Da gibt es einen jungen, dynamischen, hochintelligenten Forscher vormals in Jena, jetzt an der ETH Zürich. Professor M. Ristow, Professor für Energiestoffwechsel. Über den ich schon 2009 drei Mal berichtet hatte. Sein Lieblingsthema sind freie Radikale.
Ab 30 geht’s bergab. Ein Glaubenssatz. Ein falscher. Zwar zu beobachtende Wirklichkeit auf jeder Hauptstraße, aber dennoch falsch: Nichts weiter als Schlamperei.
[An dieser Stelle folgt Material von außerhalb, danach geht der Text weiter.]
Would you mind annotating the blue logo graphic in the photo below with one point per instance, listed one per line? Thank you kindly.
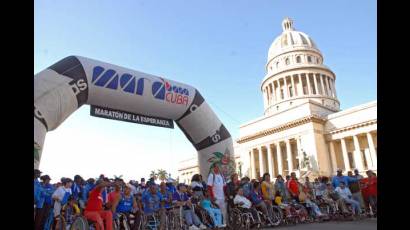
(110, 79)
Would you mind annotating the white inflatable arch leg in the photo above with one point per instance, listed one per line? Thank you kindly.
(74, 81)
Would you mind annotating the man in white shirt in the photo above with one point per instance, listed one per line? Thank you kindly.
(346, 195)
(216, 184)
(61, 195)
(245, 204)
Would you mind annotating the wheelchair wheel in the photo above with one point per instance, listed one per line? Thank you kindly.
(235, 220)
(276, 216)
(80, 223)
(60, 223)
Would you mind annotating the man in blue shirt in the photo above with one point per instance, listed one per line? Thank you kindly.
(128, 206)
(180, 198)
(151, 200)
(44, 202)
(37, 186)
(340, 178)
(89, 185)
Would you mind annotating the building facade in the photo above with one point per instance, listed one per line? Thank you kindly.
(302, 129)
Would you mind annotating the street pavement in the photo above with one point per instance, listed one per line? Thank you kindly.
(366, 224)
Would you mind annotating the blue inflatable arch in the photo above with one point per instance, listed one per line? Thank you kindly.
(74, 81)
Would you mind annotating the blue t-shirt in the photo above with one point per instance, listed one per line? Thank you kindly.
(37, 190)
(77, 189)
(48, 192)
(206, 203)
(256, 198)
(125, 204)
(247, 189)
(166, 196)
(87, 188)
(151, 202)
(347, 180)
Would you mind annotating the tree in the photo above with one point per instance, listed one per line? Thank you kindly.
(162, 174)
(153, 174)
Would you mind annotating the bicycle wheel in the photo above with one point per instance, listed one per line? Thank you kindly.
(79, 223)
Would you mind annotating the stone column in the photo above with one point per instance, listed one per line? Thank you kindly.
(300, 90)
(261, 163)
(345, 157)
(289, 156)
(279, 158)
(253, 165)
(330, 86)
(300, 154)
(270, 161)
(315, 83)
(293, 85)
(333, 156)
(271, 86)
(308, 84)
(372, 150)
(277, 91)
(334, 87)
(357, 154)
(321, 83)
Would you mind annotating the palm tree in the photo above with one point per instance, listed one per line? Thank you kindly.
(162, 174)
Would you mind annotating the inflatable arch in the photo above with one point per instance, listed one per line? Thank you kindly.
(74, 81)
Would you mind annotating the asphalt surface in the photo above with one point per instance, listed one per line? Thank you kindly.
(366, 224)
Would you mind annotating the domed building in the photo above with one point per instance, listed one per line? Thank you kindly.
(302, 129)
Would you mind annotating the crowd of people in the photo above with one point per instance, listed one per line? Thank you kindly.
(99, 200)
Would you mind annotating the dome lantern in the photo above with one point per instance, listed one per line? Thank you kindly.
(287, 24)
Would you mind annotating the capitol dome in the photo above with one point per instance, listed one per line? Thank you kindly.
(295, 73)
(290, 39)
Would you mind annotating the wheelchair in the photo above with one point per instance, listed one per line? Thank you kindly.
(121, 222)
(243, 219)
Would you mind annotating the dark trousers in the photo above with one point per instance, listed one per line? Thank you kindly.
(41, 216)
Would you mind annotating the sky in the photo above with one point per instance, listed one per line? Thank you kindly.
(219, 47)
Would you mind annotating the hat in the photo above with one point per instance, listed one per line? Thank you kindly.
(45, 177)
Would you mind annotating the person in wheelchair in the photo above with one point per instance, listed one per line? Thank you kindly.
(346, 195)
(181, 199)
(127, 205)
(282, 203)
(94, 210)
(212, 210)
(259, 203)
(244, 204)
(305, 197)
(334, 199)
(151, 200)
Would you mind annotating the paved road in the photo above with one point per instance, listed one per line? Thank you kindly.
(367, 224)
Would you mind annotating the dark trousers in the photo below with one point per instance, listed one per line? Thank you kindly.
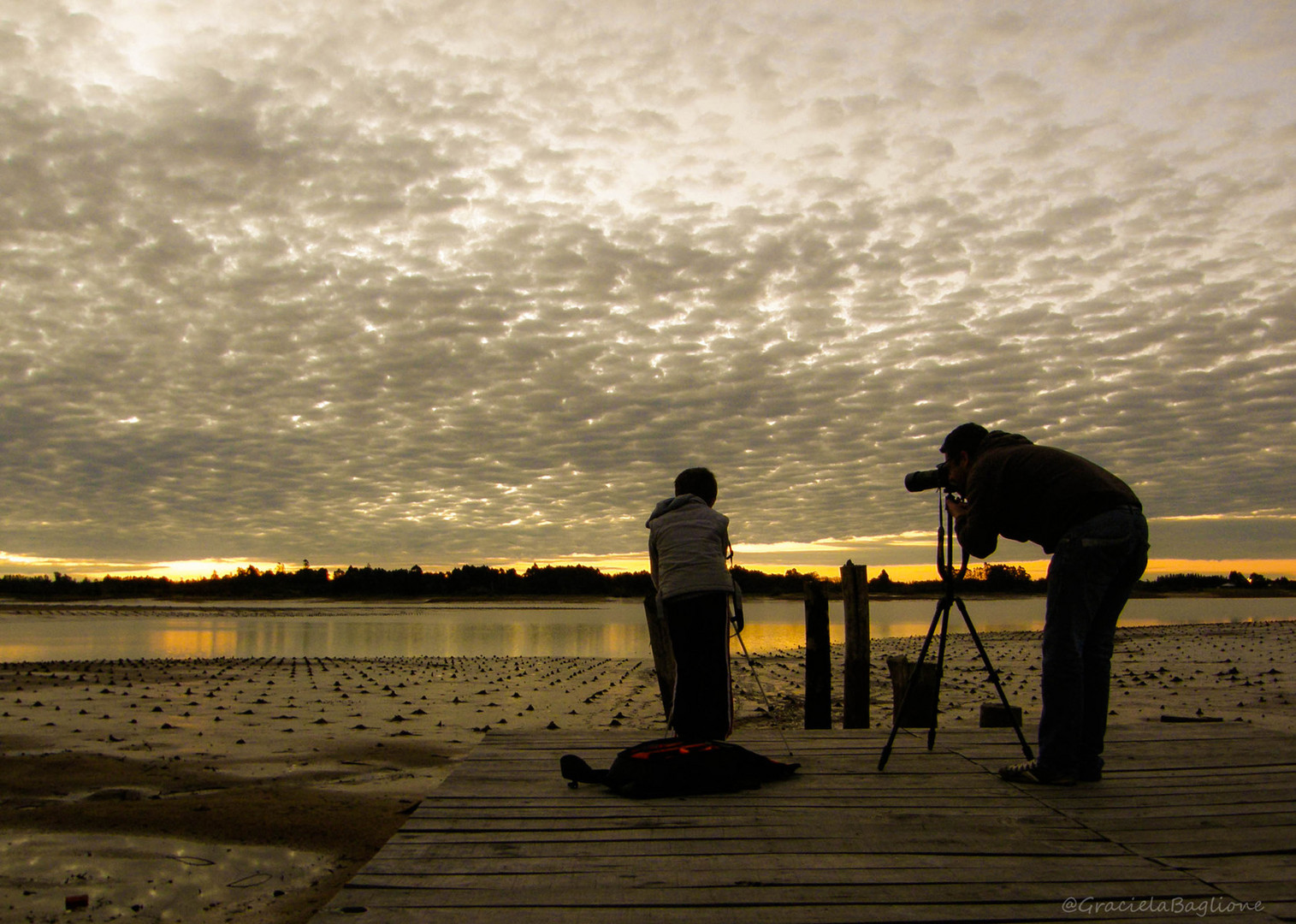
(702, 705)
(1090, 577)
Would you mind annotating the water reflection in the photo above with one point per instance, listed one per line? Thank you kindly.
(606, 629)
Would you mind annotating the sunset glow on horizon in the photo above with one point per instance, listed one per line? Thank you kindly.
(441, 282)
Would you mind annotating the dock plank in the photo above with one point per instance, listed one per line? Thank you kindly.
(1189, 818)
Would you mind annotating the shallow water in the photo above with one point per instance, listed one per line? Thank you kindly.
(598, 629)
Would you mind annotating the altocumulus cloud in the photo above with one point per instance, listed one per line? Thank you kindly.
(470, 281)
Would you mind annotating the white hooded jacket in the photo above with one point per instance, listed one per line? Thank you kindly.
(687, 546)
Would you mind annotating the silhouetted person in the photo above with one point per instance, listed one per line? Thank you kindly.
(687, 547)
(1092, 525)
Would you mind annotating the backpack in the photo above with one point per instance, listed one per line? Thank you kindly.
(671, 766)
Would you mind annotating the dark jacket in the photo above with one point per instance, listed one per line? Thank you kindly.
(1032, 493)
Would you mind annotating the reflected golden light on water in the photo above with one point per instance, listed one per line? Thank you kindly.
(22, 652)
(764, 637)
(198, 643)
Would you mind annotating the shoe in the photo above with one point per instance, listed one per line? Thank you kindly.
(1033, 773)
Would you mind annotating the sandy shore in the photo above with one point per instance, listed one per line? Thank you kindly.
(251, 790)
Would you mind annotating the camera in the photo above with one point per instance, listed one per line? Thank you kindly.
(930, 480)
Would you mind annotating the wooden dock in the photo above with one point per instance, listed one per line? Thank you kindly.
(1192, 820)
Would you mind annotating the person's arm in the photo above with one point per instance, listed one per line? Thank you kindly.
(652, 559)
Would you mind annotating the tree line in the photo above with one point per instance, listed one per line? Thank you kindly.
(483, 582)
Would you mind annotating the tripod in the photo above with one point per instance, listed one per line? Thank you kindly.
(950, 581)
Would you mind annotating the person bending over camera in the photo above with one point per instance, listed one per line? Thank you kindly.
(1092, 525)
(687, 548)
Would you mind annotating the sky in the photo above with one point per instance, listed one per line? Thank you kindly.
(468, 282)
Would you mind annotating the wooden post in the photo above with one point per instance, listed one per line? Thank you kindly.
(662, 654)
(818, 659)
(855, 598)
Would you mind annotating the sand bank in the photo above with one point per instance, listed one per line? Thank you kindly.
(251, 790)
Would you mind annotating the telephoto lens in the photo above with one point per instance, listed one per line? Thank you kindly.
(928, 480)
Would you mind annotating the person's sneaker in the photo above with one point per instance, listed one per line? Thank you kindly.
(1033, 773)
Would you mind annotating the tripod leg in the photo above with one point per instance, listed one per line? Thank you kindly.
(940, 672)
(941, 608)
(994, 678)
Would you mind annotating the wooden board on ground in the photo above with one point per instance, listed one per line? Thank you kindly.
(1189, 822)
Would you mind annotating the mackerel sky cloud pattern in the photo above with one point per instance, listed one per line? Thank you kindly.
(451, 282)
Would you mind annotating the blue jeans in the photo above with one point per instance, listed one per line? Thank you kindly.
(1090, 577)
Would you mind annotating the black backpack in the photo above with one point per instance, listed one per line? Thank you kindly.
(669, 766)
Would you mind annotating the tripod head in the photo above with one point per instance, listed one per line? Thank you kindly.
(945, 544)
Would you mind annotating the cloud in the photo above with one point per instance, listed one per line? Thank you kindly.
(457, 282)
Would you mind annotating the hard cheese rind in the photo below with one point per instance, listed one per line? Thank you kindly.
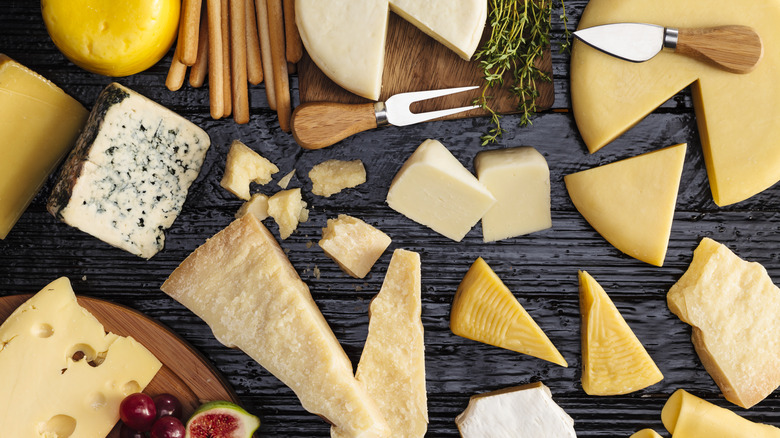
(126, 180)
(631, 202)
(43, 390)
(609, 95)
(734, 309)
(241, 283)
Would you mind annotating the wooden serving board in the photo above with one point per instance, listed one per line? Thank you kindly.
(416, 62)
(185, 373)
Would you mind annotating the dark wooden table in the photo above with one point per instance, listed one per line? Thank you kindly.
(541, 269)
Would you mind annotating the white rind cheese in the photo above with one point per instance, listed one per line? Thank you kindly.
(128, 177)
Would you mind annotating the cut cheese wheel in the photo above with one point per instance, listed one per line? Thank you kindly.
(613, 360)
(485, 310)
(631, 202)
(737, 114)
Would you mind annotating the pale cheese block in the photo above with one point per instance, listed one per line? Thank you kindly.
(392, 366)
(736, 114)
(733, 307)
(353, 244)
(517, 412)
(243, 286)
(686, 416)
(434, 189)
(519, 179)
(631, 202)
(46, 390)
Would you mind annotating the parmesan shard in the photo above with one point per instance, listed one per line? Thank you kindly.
(243, 286)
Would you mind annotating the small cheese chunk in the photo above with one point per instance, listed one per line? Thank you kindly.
(288, 209)
(257, 205)
(520, 411)
(485, 310)
(734, 309)
(353, 244)
(333, 176)
(39, 124)
(519, 179)
(244, 166)
(126, 180)
(392, 366)
(631, 202)
(687, 416)
(241, 283)
(613, 360)
(47, 387)
(434, 189)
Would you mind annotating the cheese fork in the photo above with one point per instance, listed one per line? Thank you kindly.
(316, 125)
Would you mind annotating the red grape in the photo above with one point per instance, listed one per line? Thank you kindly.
(167, 406)
(137, 411)
(168, 427)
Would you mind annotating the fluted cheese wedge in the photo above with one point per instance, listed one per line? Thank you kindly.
(687, 416)
(631, 202)
(242, 284)
(613, 360)
(734, 309)
(392, 366)
(485, 310)
(736, 114)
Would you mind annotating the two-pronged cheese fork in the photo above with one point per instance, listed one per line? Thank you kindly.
(316, 125)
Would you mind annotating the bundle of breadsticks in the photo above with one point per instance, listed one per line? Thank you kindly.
(235, 42)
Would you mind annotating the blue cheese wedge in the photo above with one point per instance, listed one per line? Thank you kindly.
(127, 178)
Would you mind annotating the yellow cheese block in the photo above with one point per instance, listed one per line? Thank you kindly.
(734, 309)
(613, 360)
(631, 202)
(737, 114)
(112, 38)
(687, 416)
(485, 310)
(392, 366)
(242, 284)
(46, 388)
(39, 124)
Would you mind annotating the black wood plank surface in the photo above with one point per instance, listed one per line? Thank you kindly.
(541, 269)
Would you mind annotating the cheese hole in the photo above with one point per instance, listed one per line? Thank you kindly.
(59, 426)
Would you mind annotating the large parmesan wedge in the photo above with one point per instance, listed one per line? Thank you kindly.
(392, 366)
(241, 283)
(734, 309)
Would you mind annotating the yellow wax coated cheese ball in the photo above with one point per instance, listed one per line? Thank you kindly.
(112, 38)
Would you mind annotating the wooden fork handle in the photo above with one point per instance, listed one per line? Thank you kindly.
(316, 125)
(736, 49)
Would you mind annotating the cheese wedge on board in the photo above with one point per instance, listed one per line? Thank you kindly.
(734, 309)
(392, 366)
(242, 285)
(687, 416)
(736, 114)
(613, 360)
(46, 388)
(631, 202)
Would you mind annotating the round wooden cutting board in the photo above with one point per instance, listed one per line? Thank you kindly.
(185, 373)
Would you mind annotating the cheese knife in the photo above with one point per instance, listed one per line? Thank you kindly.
(736, 49)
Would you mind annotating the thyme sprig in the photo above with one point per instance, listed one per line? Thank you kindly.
(520, 33)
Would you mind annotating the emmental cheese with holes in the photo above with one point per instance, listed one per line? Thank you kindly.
(242, 284)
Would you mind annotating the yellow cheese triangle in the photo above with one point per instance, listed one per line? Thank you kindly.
(736, 114)
(613, 360)
(631, 202)
(485, 310)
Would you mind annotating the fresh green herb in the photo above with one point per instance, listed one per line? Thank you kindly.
(520, 33)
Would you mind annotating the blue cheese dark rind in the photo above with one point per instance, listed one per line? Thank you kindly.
(126, 180)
Von der Natur nicht vorgesehen.
Ist ja besonders peinlich im Gehirn. Peinlich für die Umwelt. Man selbst merkt's zum Glück nicht. Gefäßverkalkung ist die häufigste Todesursache in Deutschland. Jeder zweite stirbt schlussendlich daran. Und da wollen Sie sich ausnehmen?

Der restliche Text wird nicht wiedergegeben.